Davacı ile davalı sigorta arasında doğrudan sözleşme ilişkisi bulunmadığı, uyuşmazlığın sorumluluk sigortalarından kaynaklandığı, davalılar arasında ihtiyari dava arkadaşlığı bulunduğu, mutlak ticari dava niteliğindeki uyuşmazlıkta mahkememizin görevli olduğu anlaşılmıştır.
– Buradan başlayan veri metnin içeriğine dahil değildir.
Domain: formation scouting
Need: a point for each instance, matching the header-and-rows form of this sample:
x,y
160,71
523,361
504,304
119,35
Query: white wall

Davaya konu kazaya ilişkin olarak davalı … hakkında taksirle ölüme sebebiyet verme suçundan ceza soruşturması yürütüldüğü, soruşturma neticesinde kamu davası açıldığı, İzmir 16. Asliye Ceza Mahkemesinin 13/12/2011 tarih, … esas, … karar sayılı ilamı ile yapılan kusur incelemesine göre sanığın kusursuz olduğu, maktulün asli ve tam kusurlu olduğu gerekçesi ile sanık …’in beraatine karar verildiği, bu karara karşı katılanların temyiz yasa yoluna başvurduğu, Yargıtay 12. Ceza Dairesinin 07/04/2014 tarih, … esas ve … karar sayılı ilamı ile ” …sanığın kollukta verdiği ifadede olay öncesi öleni görmesi nedeniyle yavaşladığı ve yaklaştığı sırada yola giren yayaya fren yapmasına rağmen çarptığını beyan ettiği, trafik kazası tespit tutanağında ve bilirkişi raporlarında sanığın tali kusurlu kabul edilmesinin oluşa uygun olduğu, tüm dosya kapsamına göre tali kusurlu sanık hakkında mahkumiyet kararı verilmesi gerekirken beraat kararı verilmesinin kanuna aykırı olduğu…” gerekçesi ile söz konusu ilamın bozulmasına karar verildiği, bozma sonrasında yapılan yeni yargılamada 03/07/2014 tarih, … esas ve … karar sayılı ilam ile sanık …’in 1 yıl 8 ay hapis cezası ile cezalandırılmasına ve söz konusu cezanın ertelenmesine karar verildiği, katılanların bu karara karşı yeniden temyiz yasa yoluna başvurduğu, Yargıtay 12. Ceza Dairesinin 08/10/2015 tarih, … esas ve … karar sayılı ilamı ile anılan yerel mahkeme ilamının onanmasına karar verildiği ve kararın bu tarih itibariyle kesinleştiği görülmüştür.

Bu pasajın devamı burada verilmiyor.